Berikut adalah poin-poin kunci pidato tersebut:

  1. Kembali ke Khittah 1926 adalah Sikap Agamis, Bukan Hanya Politik: Fuad Hasyim menegaskan bahwa keputusan ini bukan sekadar manuver politik, tetapi merupakan sikap keagamaan yang berangkat dari semangat awal berdirinya NU, yaitu mengembalikan peran ulama sebagai pelaku utama amar ma'ruf nahi mungkar.

  2. Menjawab Kritik dan Salah Paham: Dia membantah beberapa kritik dari pengamat asing yang menyebut NU menjadi sekuler, mengkhianati anggotanya, atau hanya menjadi "petualang politik". Menurutnya, kritik ini muncul karena mereka memandang NU dengan "kacamata Barat" yang tidak memahami karakteristik khusus NU.

    • Bukan Penyalur Aspirasi Anggota: NU didirikan bukan untuk menyalurkan aspirasi politik anggotanya, melainkan sebagai wadah para ulama untuk menjalankan kewajiban amar ma'ruf nahi mungkar. Perjuangan NU didasarkan pada perintah Allah, bukan pada suara anggota.

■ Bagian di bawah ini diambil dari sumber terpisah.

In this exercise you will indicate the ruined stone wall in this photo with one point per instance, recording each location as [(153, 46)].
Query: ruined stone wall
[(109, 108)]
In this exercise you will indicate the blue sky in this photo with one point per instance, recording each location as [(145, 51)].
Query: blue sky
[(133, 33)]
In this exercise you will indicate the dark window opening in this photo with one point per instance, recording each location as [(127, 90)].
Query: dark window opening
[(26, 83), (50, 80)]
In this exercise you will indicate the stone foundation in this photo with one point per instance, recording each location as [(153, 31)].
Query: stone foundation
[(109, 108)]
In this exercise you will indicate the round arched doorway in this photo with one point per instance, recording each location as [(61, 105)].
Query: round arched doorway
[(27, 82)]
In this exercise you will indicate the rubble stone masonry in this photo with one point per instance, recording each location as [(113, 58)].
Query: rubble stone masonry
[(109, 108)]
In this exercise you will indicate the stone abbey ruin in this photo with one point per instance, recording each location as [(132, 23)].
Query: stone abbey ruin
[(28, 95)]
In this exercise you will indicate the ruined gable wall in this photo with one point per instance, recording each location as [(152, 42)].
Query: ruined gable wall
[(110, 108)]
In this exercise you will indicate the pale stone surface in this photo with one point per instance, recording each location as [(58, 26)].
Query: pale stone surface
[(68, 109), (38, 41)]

    • Khasnya NU: NU memiliki ciri khas yang unik, dimana organisasi ini "dimiliki" oleh para ulama dan kiai di pesantren, sedangkan pengurus di tingkat pusat hanyalah "jongos" yang melayani dan menjalankan amanat para kiai tersebut.

  3. Sejarah Loyalitas NU pada Negara: Fuad Hasyim menguraikan panjang lebar sejarah peran dan loyalitas NU kepada Republik Indonesia sejak sebelum kemerdekaan (misalnya, Resolusi Jihad 1945), hingga masa-masa sulit seperti pemberontakan DI/TII dan G30S/PKI. Ini untuk menunjukkan bahwa komitmen NU pada negara tidak pernah diragukan, dan keputusan kembali ke khittah adalah bagian dari perjalanan panjang itu.

  4. Penerimaan Pancasila sebagai Konsensus Nasional: Dia menekankan bahwa penerimaan NU terhadap Pancasila sebagai satu-satunya asas (asas tunggal) bukanlah hal baru. NU telah lama menerima Pancasila sebagai dasar negara, yang diputuskan oleh para pendiri NU sendiri. Kembali ke khittah adalah konsekuensi logis dari penerimaan asas tunggal ini, karena semua partai politik kini berasaskan sama, yaitu Pancasila.

  5. Reinterpretasi Amar Ma'ruf Nahi Mungkar di Negara Pancasila: Ini adalah bagian inti dari pidatonya. Fuad Hasyim menjelaskan bagaimana amar ma'ruf nahi mungkar harus dilaksanakan dalam konteks negara hukum Pancasila:

    • Bil Yad (dengan tangan/kekuasaan): Dilakukan dengan menjadi bagian dari aparatur negara (seperti Lurah, Camat, ABRI) yang memiliki kewenangan hukum untuk menegakkan yang ma'ruf dan mencegah yang mungkar.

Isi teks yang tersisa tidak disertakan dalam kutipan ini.